Ahora que intento titular un ensayo del libro, estoy pensando en tu cola, en tu cola sofisticada de modelo Vogue.
Ahora pienso en tu nalga fresca de mujer delgada y moderna. A veces tan creída y altanera, cuando te subes en tacones y te cuelgas collares y te vas a la oficina, y tus amigos te hablan por el chat y te invitan a café.
Y en cambio, otras veces tan doméstica tu nalga, cuando te desmaquillas por la noche y te pones pijama de camiseta larga y azul, con bombachos blancos, y vienes y te acuestas y me acaricias el pelo. Y te ves linda en pijama, con el pelo suelto y descalza.
No sé si lo has notado, pero hay una relación fatal entre nuestros besos, nuestras manos y tu nalga. Una relación tripartita.
Una relación energética, chamánica, arcediana.
Una atracción entre tu culo magnético, mis yemas ferrosas y nuestros besos minerales. Una relación canónica.
Y yo escribiendo y pensando en tu nalga. Ella es como una mañana tranquila de miércoles sin trabajo. Y nos besamos en la cama. Recién despertados. Con delicadeza te deshaces de la camiseta larga, del bombacho, y la tanga rosada de encajes. Y te giras boca abajo. Blanca, flaca y larga. Y veo tus pantorrillas, que me hacen pensar en el horizonte largo del mar. Y tu pelo negro, liso y largo, prolongado como un siglo sobre tu espalda. Y yo desciendo reverente por tu cintura y amaso las porciones de tus ancas relajadas y apacibles.

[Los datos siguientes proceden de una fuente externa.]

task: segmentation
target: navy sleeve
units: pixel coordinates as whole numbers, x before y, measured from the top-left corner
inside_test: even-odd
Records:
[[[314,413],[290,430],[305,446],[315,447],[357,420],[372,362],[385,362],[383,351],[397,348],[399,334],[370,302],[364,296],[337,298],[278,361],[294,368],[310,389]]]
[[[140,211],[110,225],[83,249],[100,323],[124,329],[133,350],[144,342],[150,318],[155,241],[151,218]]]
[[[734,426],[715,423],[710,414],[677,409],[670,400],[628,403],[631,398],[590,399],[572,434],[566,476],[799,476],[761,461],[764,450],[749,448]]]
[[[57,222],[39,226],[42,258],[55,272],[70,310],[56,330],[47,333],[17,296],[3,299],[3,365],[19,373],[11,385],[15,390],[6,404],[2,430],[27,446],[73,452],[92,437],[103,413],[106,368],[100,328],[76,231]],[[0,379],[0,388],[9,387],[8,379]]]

Te doy un beso. Y mis labios sienten una suavidad mística. Sienten el color blanco de tu culo idolatrado. Y lo muerdo en ceremonia, devoto de tu cola, porque el mordisco también es una forma de beso. De rendición. De obediencia. Sumiso y fiel a tu culo.
Y aun así, mi mordisco está poseído por el demonio fascista de la posesión y el usufructo. Porque así está hecho el amor. De entregas y demandas. Un mordisco en la cola que quiero para mí. Y me siento capataz de tu nalga, dictador de tu cuerpo, tirano en la hacienda de tu culo.
Entonces quiero creer que eres mía. Y solo mía.